Microsoft has already told Steam they should encourage UWP app installs, and supposedly the Play Anywhere stream of games from Microsoft in the next few months will also be sold via Steam as UWP installs under the hood as an option to game buyers that prefer Steam (but the expectation is that buying from Steam will not count for multi-platform cross-buy, as opposed to buying from the Windows Store).
(Microsoft does provide to verified developer Microsoft accounts short term keys for developer testing, but you wouldn't want to use those for sideloading simply because they are so short term.
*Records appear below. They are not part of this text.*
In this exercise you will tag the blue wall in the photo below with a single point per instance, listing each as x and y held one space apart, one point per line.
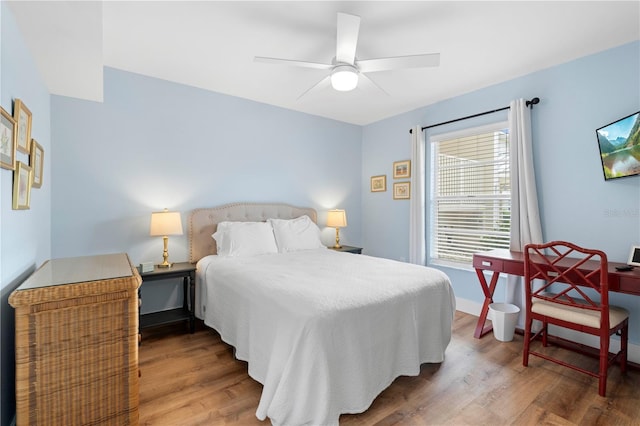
576 204
155 144
25 235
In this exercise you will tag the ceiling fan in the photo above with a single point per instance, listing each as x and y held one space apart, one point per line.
345 69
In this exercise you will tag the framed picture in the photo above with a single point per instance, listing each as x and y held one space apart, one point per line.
21 186
634 256
22 115
402 169
7 140
379 183
401 190
36 160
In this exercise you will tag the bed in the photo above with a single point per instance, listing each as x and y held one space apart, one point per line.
324 332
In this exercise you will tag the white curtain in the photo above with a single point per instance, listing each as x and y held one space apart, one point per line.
525 216
417 243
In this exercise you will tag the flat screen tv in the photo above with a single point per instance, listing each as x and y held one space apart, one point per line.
619 144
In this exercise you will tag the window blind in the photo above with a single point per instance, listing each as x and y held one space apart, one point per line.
471 194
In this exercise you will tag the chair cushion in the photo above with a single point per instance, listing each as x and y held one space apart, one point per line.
577 315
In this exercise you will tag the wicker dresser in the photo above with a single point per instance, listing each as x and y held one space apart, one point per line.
77 342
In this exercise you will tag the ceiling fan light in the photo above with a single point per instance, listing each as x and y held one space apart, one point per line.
344 78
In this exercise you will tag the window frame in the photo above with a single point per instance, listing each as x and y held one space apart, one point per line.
433 198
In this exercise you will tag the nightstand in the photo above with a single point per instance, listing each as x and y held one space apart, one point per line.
184 270
349 249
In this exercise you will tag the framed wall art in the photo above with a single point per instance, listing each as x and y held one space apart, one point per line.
36 161
22 115
402 169
401 190
8 129
21 186
379 183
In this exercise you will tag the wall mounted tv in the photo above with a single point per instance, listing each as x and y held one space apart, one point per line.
619 144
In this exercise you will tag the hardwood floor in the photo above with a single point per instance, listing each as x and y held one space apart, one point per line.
193 379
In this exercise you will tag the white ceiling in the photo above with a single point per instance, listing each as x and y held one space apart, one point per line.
211 45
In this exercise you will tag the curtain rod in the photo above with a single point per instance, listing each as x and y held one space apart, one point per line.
530 104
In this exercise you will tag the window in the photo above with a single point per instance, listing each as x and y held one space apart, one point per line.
470 193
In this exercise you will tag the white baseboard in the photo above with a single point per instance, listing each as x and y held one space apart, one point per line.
633 350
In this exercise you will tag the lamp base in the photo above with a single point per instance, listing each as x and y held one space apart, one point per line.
337 244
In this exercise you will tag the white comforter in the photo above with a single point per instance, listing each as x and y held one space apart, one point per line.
325 332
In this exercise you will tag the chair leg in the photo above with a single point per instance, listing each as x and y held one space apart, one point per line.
527 341
624 338
604 364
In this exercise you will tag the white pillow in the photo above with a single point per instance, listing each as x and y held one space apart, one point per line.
296 234
244 239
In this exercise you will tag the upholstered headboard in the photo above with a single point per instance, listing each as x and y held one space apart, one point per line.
204 222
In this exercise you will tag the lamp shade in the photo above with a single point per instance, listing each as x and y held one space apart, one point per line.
165 223
337 218
344 78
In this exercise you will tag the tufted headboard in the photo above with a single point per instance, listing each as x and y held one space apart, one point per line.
204 222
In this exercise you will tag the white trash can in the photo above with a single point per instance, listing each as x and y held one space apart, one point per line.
504 317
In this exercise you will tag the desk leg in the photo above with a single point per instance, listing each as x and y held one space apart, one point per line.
488 291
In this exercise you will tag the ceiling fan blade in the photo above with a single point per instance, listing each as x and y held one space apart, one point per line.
367 81
292 62
347 38
319 85
399 62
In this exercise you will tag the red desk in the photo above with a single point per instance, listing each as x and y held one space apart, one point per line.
512 262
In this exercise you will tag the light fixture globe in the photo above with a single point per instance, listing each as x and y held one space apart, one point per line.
344 78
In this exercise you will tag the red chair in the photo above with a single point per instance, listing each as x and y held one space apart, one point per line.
572 291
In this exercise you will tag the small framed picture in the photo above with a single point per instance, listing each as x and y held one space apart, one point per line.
634 256
402 169
22 115
36 160
7 140
401 190
21 186
379 183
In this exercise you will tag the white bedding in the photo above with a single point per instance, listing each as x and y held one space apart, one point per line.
325 332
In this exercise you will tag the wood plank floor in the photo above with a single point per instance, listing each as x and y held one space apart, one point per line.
193 379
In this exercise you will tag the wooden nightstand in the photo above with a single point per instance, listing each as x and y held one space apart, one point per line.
349 249
186 271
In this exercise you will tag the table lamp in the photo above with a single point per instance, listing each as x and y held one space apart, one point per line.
337 219
163 224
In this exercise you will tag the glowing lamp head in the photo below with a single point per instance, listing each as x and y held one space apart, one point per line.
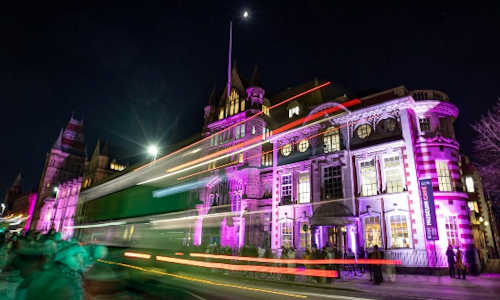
153 150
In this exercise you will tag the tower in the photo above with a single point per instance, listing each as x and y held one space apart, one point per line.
64 161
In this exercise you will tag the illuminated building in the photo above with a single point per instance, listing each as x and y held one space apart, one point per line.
66 171
299 171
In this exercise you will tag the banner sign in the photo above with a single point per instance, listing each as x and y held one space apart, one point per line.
429 210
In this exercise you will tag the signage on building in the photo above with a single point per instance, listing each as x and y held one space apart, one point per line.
429 210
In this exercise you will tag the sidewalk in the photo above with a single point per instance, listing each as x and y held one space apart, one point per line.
486 286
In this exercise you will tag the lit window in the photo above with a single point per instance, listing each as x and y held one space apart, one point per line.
305 236
267 159
368 178
388 124
372 232
304 188
287 234
444 176
399 231
332 182
286 189
425 124
265 110
469 183
266 132
452 231
393 175
293 111
363 131
331 141
303 145
286 150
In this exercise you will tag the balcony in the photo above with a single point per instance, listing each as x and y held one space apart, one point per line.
420 95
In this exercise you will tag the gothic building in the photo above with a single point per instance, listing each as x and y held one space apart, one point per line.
306 167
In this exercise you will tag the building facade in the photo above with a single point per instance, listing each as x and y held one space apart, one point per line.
308 167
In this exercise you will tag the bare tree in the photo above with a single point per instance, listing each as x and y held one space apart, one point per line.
487 148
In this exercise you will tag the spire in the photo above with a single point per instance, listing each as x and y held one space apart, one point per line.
255 79
18 180
58 142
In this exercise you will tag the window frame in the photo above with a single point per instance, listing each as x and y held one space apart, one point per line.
304 188
333 176
445 181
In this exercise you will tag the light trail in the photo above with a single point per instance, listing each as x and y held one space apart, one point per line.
250 268
300 261
274 132
236 152
137 255
204 281
238 123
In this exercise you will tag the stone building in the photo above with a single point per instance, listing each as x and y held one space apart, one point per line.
307 167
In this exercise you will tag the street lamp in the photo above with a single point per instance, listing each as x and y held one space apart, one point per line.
153 151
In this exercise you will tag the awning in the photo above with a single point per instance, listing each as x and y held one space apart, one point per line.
332 213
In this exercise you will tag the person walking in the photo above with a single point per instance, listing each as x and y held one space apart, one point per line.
451 261
460 265
377 272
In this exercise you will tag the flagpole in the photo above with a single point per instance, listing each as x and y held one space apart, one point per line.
229 58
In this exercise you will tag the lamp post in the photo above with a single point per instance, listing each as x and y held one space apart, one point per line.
153 151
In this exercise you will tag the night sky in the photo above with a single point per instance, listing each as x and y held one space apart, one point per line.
142 74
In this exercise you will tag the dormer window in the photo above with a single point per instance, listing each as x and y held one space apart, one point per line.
293 111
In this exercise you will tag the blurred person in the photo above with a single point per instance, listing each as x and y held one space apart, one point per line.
472 259
377 269
450 254
461 270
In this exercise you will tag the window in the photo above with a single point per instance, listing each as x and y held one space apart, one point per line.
265 110
332 182
286 150
287 234
266 132
267 159
303 145
239 131
331 141
469 183
286 189
452 230
304 188
372 232
444 177
389 124
399 231
293 111
305 236
368 178
393 175
425 124
363 131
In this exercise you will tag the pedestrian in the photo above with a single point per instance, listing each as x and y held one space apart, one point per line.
461 270
361 255
451 261
377 271
472 260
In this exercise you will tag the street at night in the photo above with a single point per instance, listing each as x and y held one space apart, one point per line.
249 150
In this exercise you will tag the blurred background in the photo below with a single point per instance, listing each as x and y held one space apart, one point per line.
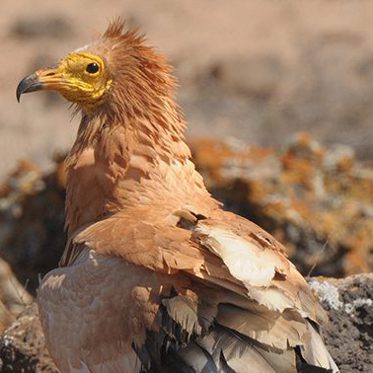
254 70
279 100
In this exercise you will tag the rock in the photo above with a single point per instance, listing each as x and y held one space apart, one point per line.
22 347
31 221
316 201
348 335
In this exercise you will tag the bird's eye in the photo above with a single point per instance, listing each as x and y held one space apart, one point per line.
92 68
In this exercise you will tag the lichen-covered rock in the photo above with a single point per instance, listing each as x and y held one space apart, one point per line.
318 202
31 221
348 335
22 347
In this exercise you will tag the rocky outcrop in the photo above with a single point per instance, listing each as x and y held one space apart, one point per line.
349 334
22 346
317 201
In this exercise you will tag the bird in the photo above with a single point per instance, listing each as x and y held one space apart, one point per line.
156 276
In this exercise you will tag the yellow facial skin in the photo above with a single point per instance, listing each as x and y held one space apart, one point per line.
81 77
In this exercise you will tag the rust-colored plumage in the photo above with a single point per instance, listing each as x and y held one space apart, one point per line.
156 277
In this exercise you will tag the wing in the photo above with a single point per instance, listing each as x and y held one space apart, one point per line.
245 304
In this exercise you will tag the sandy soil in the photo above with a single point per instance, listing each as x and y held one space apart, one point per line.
253 70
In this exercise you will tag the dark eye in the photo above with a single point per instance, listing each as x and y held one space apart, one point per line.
92 68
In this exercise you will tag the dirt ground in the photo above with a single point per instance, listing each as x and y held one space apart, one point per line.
255 70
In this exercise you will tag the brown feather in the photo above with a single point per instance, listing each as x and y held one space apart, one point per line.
156 277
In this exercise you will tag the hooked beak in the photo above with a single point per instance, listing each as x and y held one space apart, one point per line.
44 79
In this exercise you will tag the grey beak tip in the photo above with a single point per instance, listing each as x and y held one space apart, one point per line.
28 84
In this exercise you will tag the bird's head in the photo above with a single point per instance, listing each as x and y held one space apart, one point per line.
118 68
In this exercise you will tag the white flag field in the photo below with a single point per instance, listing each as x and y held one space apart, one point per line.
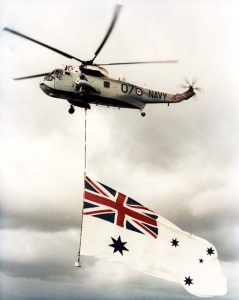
117 228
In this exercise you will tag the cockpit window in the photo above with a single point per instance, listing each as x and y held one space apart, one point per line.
59 73
55 73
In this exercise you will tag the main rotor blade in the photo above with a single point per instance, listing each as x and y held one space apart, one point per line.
32 76
42 44
141 62
115 17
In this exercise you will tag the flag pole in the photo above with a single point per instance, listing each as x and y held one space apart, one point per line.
78 263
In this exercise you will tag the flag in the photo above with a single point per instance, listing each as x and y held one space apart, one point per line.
119 229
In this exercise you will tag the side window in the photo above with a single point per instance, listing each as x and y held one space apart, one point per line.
106 84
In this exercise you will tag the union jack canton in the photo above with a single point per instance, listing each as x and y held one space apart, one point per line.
109 205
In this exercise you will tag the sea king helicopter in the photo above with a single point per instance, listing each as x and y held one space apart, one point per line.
90 83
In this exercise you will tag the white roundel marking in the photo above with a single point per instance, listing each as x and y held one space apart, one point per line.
138 91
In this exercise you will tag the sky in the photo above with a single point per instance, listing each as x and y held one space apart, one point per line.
180 161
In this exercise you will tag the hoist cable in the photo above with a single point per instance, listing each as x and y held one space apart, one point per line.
77 264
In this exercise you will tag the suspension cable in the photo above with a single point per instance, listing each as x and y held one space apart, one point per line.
78 263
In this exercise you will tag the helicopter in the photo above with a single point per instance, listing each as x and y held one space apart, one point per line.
90 83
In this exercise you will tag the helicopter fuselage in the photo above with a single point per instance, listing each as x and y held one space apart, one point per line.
92 85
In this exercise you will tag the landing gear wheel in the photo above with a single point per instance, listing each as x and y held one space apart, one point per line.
143 114
71 110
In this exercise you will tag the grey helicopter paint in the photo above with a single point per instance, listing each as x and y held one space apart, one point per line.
90 83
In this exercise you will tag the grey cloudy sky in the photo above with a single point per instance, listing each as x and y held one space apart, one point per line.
181 161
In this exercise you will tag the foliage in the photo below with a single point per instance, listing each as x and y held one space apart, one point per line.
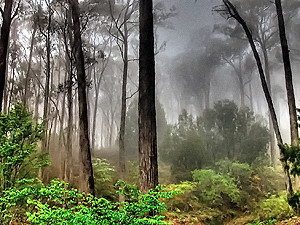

The Windows Store also handles long term code signing for you at no additional cost ["in the cloud"], and yes that can be revoked if they kick your app out of the Store, but that shouldn't be surprising.)
(Developer Mode doesn't really have "side effects" and I don't think you need a Microsoft Account to switch to Developer Mode, but I still wouldn't recommend it to non-technical friends.)
But, this is predicated on the suggestion that UWP will kill Steam or is meant to be a walled garden. Even though, people including Tim Sweeney are WELL AWARE (he was notified about it, and responded) that the new version of Windows 10 on August 2nd (literally in less than a week) specifically adds more features to make third party install of UWP apps easier. You'll be able to just double click APPX files to install them, they'll have icons and properties visible in the UI. Microsoft has stated multiple times they intend UWP to be the safer, more secure, way to write apps going forwards, but that they will be workable with third party stores and installation methods.
The point seemed to be that killing existing Win32 APIs would hurt Microsoft more than it helps the UWP, but for gaming the only thing that needs to happen is a new graphics or peripheral API that's UWP only and is substantial enough for developers to drop Win32 support.
But that's not what Tim said. What Tim said was is that Microsoft, over time, is going to start damaging Steam's current functionality by locking down the Win32 API. Which, given how many Win32 API apps are cash cows for Microsoft or Microsoft's major partners (Adobe, for instance), it's ridiculous to think that Microsoft is going to start tampering with those APIs just to cut off Steam. Even if you believe Microsoft is evil, they're not cartoon villains from Captain Planet, they're not evil for evil's sake, they act according to what they believe is their self-interest. They're not about to start tampering with things their core business relies upon in order to benefit their barely-break-even games business.